Testing Services revenue is on track for a 16.77% CAGR through 2030, reflecting laboratories' pivot from kit sales toward bundled sequencing-plus-interpretation offerings. The gene panel market size for Testing Services is projected to climb as reimbursement and clinician familiarity encourage send-out testing. Multi-gene oncology panels anchor referral volumes, enabling labs to amortize infrastructure and cross-sell pharmacogenomic screening.
Test Kits remain foundational, holding 65.45% revenue share in 2024 because hospitals still value in-house control over sample flows. Yet as CLIA-certified labs like Labcorp integrate Invitae's oncology assets, they gain the scale to undercut hospital lab costs while guaranteeing 10-day turnaround for complex cases. Bioinformatics-only subscriptions-classified in the Others segment-grow as laboratories license AI pipelines such as QIAGEN QCI Interpret to process legacy FASTQ files, opening an asset-light entry path for regional players.
Amplicon-based methods generated 62.34% of total revenue, underpinned by rapid PCR amplification workflows suited to FFPE tissue and liquid biopsy applications. Nevertheless, hybridization capture systems will deliver a 16.71% CAGR to 2030, increasing their contribution as laboratories prioritize even coverage over speed for comprehensive genomic profiling.
The gene panel market share held by amplicon platforms erodes gradually because hybrid capture demonstrates lower GC-bias and superior detection of copy-number variants in high-throughput oncology testing. Vendors like Roche and QIAGEN commercialize ready-to-run capture panels for circulating tumor DNA, allowing community labs to deploy liquid biopsy with minimal validation. Enzymatic DNA synthesis, while nascent, promises longer oligo length and greener chemistry, setting the stage for custom panel manufacturing at scale and further reshaping technique preferences.
The Gene Panel Market is Segmented by Products & Services (Test Kits, Testing Services, Others), Technique (Amplicon-Based, Hybridization Capture, Others), Application (Cancer Risk Assessment, Pharmacogenetics, and More), End User (Hospitals and Clinics, Diagnostic Laboratories, and More), and Geography (North America, Europe, Asia-Pacific, and More). The Market Forecasts are Provided in Terms of Value (USD).
North America contributed 42.45% of global revenue in 2024, buoyed by CMS coverage under National Coverage Determination 90.2 and private-payer parity laws. U.S. reference labs roll out tumor-agnostic panels paired with real-time prescription decision support, capturing recurrent monitoring orders. Canada trials pan-province pharmacogenomic reimbursement frameworks to mitigate adverse drug events, while Mexico's national genomics consortium negotiates cross-border sample logistics and shared variant databases.

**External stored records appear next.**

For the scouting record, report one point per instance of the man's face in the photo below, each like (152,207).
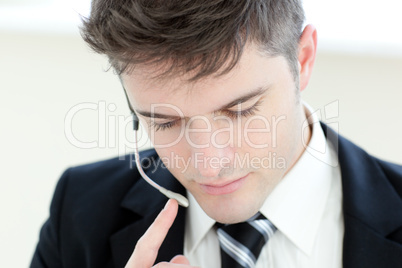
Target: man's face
(229,140)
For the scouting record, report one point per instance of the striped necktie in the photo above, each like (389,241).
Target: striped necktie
(241,243)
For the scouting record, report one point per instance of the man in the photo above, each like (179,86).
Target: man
(216,85)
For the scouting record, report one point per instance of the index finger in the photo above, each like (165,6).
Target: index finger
(146,249)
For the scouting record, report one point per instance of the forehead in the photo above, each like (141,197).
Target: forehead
(203,96)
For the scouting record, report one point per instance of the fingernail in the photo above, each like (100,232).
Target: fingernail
(166,205)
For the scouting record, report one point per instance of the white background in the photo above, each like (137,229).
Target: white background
(46,70)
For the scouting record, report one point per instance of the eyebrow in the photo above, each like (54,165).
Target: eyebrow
(254,93)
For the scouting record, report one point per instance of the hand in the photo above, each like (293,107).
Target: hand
(146,250)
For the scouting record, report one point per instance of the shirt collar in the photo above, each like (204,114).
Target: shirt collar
(198,223)
(297,203)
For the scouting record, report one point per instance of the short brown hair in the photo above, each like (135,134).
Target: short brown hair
(204,37)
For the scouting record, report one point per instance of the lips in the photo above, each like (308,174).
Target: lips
(224,188)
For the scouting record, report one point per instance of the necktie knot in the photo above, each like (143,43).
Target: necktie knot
(241,243)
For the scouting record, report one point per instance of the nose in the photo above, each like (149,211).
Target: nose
(211,150)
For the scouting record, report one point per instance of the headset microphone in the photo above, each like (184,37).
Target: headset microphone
(169,194)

Asia-Pacific is the fastest growing geography with a 16.87% CAGR to 2030. China's newborn sequencing pilots span more than 20 provincial hospitals, demonstrating cost per sample under USD 150 by pooling barcoded libraries. India's GenomeIndia project seeds regional testing hubs and incentivizes private labs to meet a projected 12-million sample backlog by 2030. South Korea's Welfare Genome Project links lifestyle coaching apps to sequencing results, increasing test completion rates and post-test engagement. Meanwhile, Japan's national insurance funds 2 comprehensive cancer panels per patient lifetime, though rural access disparities persist due to specialist concentration in metropolitan centers.
Europe posts steady adoption as the European Health Data Space clarifies secondary-use rights, albeit at the cost of stricter cross-border transfer compliance. Germany funnels de-identified genomic data into federally managed trusted research environments, catalyzing AI model training partnerships with health-tech start-ups. Switzerland mirrors Japanese reimbursement breadth but contends with patient-awareness gaps in non-urban cantons. Middle East and Africa remain latency markets; however, H3Africa builds local sequencing core facilities and distance-learning programs that nurture the talent base necessary for long-run gene panel market expansion.